Proposed Methodology:
▪ Next.js will be used and hosted on Vercel.
▪ The backend will use Django or FastAPI and hosted on my (Kai) server at home or on an cloud server.
▪ Obsidian publish will be used as a backup plan.
Part 2: Analyse rate of change
The data collected in Part 1 will be used to create a graph to present the rate of change of the JavaScript language per TC39 meeting. The proposals will be arranged per date and presented on an interactive graph. This will be done using a tool such as React Charts. The rate of change will be calculated using derivatives similar to that used in physics (https://en.wikipedia.org/wiki/Fourth,_fifth,_and_sixth_derivatives_of_position). The graph will change and present the data according to what the user clicks on. This will be presented on the same website as the map will be presented.
Extract proposal summaries:
NB:
- Make sure that the proposal folders exist in Obsidian
- Logs will return error messages for incomplete strings which are artifacts of the parsing process.
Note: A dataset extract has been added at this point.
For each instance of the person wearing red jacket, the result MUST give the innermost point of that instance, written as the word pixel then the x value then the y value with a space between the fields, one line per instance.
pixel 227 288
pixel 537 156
This is expected but check error messages for details.
Create venv: python -m venv venv
Activate venv: source venv/bin/activate
To retrieve updated repositories from Github API: Run apiCall.py in each stage.
Stage 4:
python -m Stage_4.extractFromApiResponse then python -m Stage_4.sendToObsidian
Inactive:
python -m Inactive.extractFromApiResponse then python -m Inactive.sendToObsidian
Stage0:
python -m Stage_0.extractFromApiResponse then python -m Stage_0.sendToObsidian
Stage1:
python -m Stage_1.extractFromApiResponse then python -m Stage_1.sendToObsidian
For Stage 2, 2.7, and 3:
Run extractAndDelegateFromApiResponse.py. The documentation for these three stages are on thes ame page.
This script parses the input from the API response and delegates the output into the three stages for further processing.
Stage2:
python -m Stage_2_2_7_3.Stage_2.extractFromApiResponseStage2 then python -m Stage_2_2_7_3.Stage_2.sendToObsidian
Stage2.7:
python -m Stage_2_2_7_3.Stage_2_7.extractFromApiResponseStage2_7 then python -m Stage_2_2_7_3.Stage_2_7.sendToObsidian
Stage3:
python -m Stage_2_2_7_3.Stage_3.extractFromApiResponseStage3 then python -m Stage_2_2_7_3.Stage_3.sendToObsidian
The .sendToObsidian script sends an API request to OpenAI to classify the proposal. Make sure that you have a .env file with your Github authentication token and OpenAI API key.
This program requires two kinds of API keys, your Github authentication token and a OpenAI API key. The GitHub API key is used to allow you to make many API requests to Github without being timedout. The OpenAI API key is required for the proposals to be classified in the sendToObsidian.py programs.
Open obsidian file in Obsidian and see the graph!